Machopedanterie zit dichter bij de gevoelswaarde en... heeft het gebrek niet specifiek  (opgedrongen) 'uitleg' op te roepen. 
Machouitleg?


----------



## P2Grafn0l

eno2 said:


> Letterlijk maar lelijk, manexplicatie. Moeilijk te ontwijken. Zoals manexplicatie zelf, niet het woord.

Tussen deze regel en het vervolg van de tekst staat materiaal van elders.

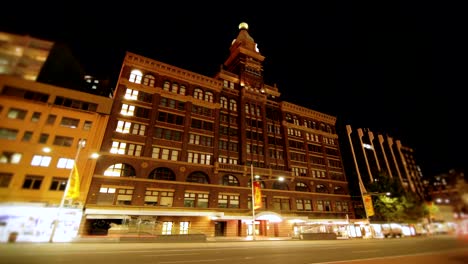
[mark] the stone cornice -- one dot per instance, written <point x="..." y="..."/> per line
<point x="172" y="71"/>
<point x="305" y="112"/>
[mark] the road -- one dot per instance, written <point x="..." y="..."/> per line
<point x="437" y="249"/>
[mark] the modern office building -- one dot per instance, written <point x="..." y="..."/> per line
<point x="379" y="153"/>
<point x="44" y="131"/>
<point x="181" y="150"/>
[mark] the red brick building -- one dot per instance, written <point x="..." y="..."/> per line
<point x="181" y="149"/>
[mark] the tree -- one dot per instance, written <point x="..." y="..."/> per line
<point x="399" y="206"/>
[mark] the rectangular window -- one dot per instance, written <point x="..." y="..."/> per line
<point x="51" y="119"/>
<point x="5" y="179"/>
<point x="43" y="138"/>
<point x="63" y="141"/>
<point x="39" y="160"/>
<point x="9" y="134"/>
<point x="15" y="113"/>
<point x="184" y="228"/>
<point x="10" y="157"/>
<point x="87" y="125"/>
<point x="58" y="184"/>
<point x="32" y="182"/>
<point x="124" y="196"/>
<point x="69" y="122"/>
<point x="27" y="136"/>
<point x="167" y="228"/>
<point x="35" y="117"/>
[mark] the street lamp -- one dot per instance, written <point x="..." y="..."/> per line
<point x="81" y="144"/>
<point x="253" y="179"/>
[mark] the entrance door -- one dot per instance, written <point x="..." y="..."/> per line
<point x="220" y="228"/>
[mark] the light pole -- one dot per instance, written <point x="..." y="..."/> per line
<point x="81" y="144"/>
<point x="252" y="185"/>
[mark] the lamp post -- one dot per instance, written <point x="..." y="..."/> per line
<point x="81" y="144"/>
<point x="252" y="185"/>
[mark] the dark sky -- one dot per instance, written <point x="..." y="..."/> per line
<point x="395" y="67"/>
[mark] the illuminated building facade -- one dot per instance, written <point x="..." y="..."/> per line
<point x="377" y="153"/>
<point x="40" y="126"/>
<point x="179" y="146"/>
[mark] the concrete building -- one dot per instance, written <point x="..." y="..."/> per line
<point x="41" y="127"/>
<point x="181" y="150"/>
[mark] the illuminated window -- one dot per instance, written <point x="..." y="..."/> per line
<point x="69" y="122"/>
<point x="199" y="200"/>
<point x="58" y="184"/>
<point x="134" y="149"/>
<point x="304" y="205"/>
<point x="127" y="110"/>
<point x="65" y="163"/>
<point x="233" y="105"/>
<point x="39" y="160"/>
<point x="10" y="157"/>
<point x="5" y="179"/>
<point x="131" y="94"/>
<point x="223" y="102"/>
<point x="184" y="227"/>
<point x="166" y="86"/>
<point x="15" y="113"/>
<point x="135" y="76"/>
<point x="123" y="127"/>
<point x="209" y="97"/>
<point x="9" y="134"/>
<point x="124" y="196"/>
<point x="51" y="119"/>
<point x="149" y="80"/>
<point x="198" y="93"/>
<point x="32" y="182"/>
<point x="166" y="228"/>
<point x="87" y="125"/>
<point x="228" y="201"/>
<point x="63" y="141"/>
<point x="118" y="147"/>
<point x="120" y="170"/>
<point x="35" y="117"/>
<point x="159" y="198"/>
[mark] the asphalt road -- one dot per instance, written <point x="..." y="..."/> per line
<point x="440" y="250"/>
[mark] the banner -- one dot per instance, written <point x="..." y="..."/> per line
<point x="258" y="195"/>
<point x="73" y="191"/>
<point x="368" y="205"/>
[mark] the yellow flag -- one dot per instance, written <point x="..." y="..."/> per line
<point x="73" y="191"/>
<point x="258" y="195"/>
<point x="368" y="205"/>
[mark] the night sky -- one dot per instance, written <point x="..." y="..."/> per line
<point x="394" y="67"/>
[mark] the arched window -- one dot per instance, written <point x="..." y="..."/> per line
<point x="233" y="105"/>
<point x="302" y="187"/>
<point x="135" y="76"/>
<point x="209" y="97"/>
<point x="182" y="90"/>
<point x="198" y="93"/>
<point x="230" y="180"/>
<point x="338" y="190"/>
<point x="162" y="173"/>
<point x="223" y="102"/>
<point x="149" y="80"/>
<point x="120" y="170"/>
<point x="198" y="177"/>
<point x="280" y="185"/>
<point x="166" y="86"/>
<point x="321" y="188"/>
<point x="175" y="88"/>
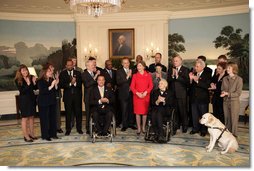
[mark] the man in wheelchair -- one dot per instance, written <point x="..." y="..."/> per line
<point x="102" y="100"/>
<point x="161" y="105"/>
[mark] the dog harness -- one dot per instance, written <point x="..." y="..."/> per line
<point x="222" y="131"/>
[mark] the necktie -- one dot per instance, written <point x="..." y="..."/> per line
<point x="91" y="73"/>
<point x="101" y="91"/>
<point x="110" y="73"/>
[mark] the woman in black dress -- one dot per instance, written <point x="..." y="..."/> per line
<point x="47" y="103"/>
<point x="26" y="85"/>
<point x="215" y="86"/>
<point x="161" y="102"/>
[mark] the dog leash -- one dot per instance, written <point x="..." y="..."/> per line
<point x="222" y="131"/>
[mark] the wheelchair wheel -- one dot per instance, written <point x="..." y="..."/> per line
<point x="111" y="138"/>
<point x="147" y="135"/>
<point x="94" y="137"/>
<point x="168" y="131"/>
<point x="91" y="127"/>
<point x="113" y="126"/>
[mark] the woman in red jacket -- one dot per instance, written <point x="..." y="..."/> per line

Dan help ik je niet meer, want zo mooi is het woord "mansplaining" niet. 
Ik heb je gegeven waar je om vroeg, maar jij noemt mijn moeite lelijk. 
De groeten ermee.


----------



## eno2

Wat jammer nou, zo lichtgeraakt. Je moeite is niet lelijk, het resultaat is lelijk.  Ik vind het  origineel  ook een lelijk woord.
Ik zei ook dat het resultaat van jouw moeite 'moeilijk te ontwijken' zal zijn. Was dat geen compliment? Ja toch?

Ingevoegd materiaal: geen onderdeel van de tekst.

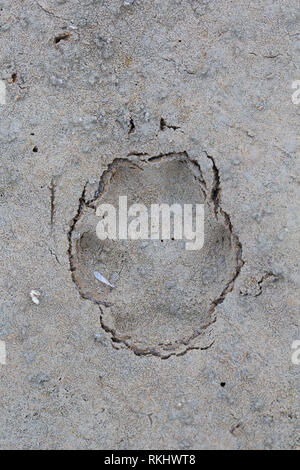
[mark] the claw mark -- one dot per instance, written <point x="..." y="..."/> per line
<point x="52" y="202"/>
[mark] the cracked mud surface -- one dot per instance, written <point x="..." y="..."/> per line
<point x="164" y="296"/>
<point x="96" y="86"/>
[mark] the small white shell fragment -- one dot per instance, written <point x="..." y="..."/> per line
<point x="101" y="278"/>
<point x="34" y="294"/>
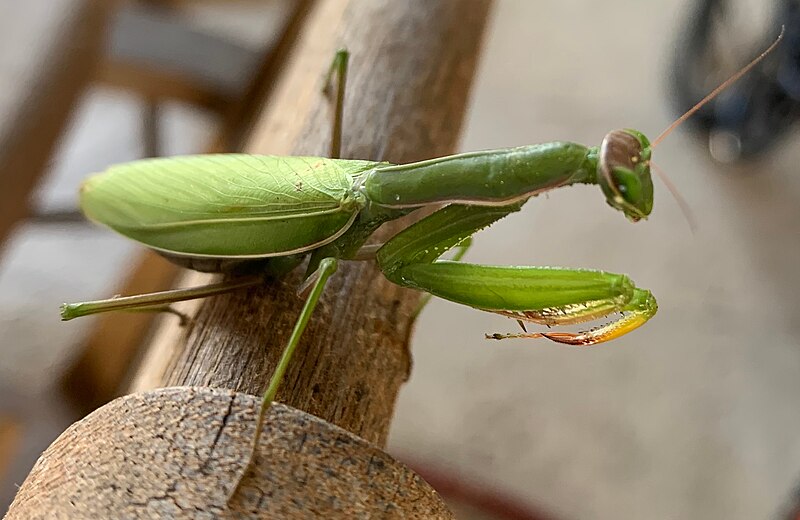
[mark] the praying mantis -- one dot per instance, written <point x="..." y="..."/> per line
<point x="218" y="212"/>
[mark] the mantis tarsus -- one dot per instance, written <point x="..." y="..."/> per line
<point x="214" y="212"/>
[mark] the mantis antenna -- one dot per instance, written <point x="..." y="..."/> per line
<point x="687" y="213"/>
<point x="717" y="90"/>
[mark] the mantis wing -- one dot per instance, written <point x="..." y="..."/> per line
<point x="227" y="205"/>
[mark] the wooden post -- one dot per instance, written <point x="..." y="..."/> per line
<point x="177" y="452"/>
<point x="411" y="66"/>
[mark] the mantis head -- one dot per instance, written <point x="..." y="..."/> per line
<point x="623" y="172"/>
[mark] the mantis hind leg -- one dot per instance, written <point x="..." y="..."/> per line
<point x="156" y="301"/>
<point x="314" y="287"/>
<point x="339" y="68"/>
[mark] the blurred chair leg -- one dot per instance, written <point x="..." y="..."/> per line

Explaining=>explicación => explicatie lag zo voor de hand.

Manexplicatie
manuitleg
machouitleg

Zodra het begint op te duiken in Nederlandse vertaling hoop ik dat het niet manexplicatie is.


----------



## P2Grafn0l

Het interesseert mij niet dat jij vindt dat het woordje er in het Nederlands (ineens) niet op mag lijken, en ook maakt het mij niet uit dat jij er niet tevreden mee bent.


----------



## P2Grafn0l

Ik nam de moeite voor je, en het woordje is mijn moeite geweest. 
Zoek het zelf maar uit.


----------



## P2Grafn0l

eno2 said:


> manuitleg
> machouitleg



Hoe gaan die twee als werkwoorden fungeren?
Manuitleggen en machouitleggen? - Kom op zeg.

Manexpliceren en femexpliceren kunnen dat wel.
Ook al vind ik mijn exemplaren te netjes klinken als vertaling van "(wo)mansplaining en femsplaining".

Alsof _femuitleg_ doordachter is en alsof ik niet conjugaties als _zij femuitlegt_, etc. kan bedenken.


----------



## eno2

Het zou om de analogie te bewaren mansplicatie/manspliceren  moeten zijn
Klinkt ook weeral beter.

RIP manexplicatie.


----------



## P2Grafn0l

Agreed, en zo ook femsplicatie/femspliceren of vrouwsplicatie/vrouwspliceren of manninsplicatie/manninspliceren.


----------



## P2Grafn0l

eno2 said:


> RIP manexplicatie.



I don't care.


----------



## eno2

eno2 said:


> Zodra het begint op te duiken in Nederlandse vertaling hoop ik dat het niet manexplicatie is.



Laat het dan mansplicatie zijn...


----------



## P2Grafn0l

Et facta sunt verba. = En de woorden waren er.


----------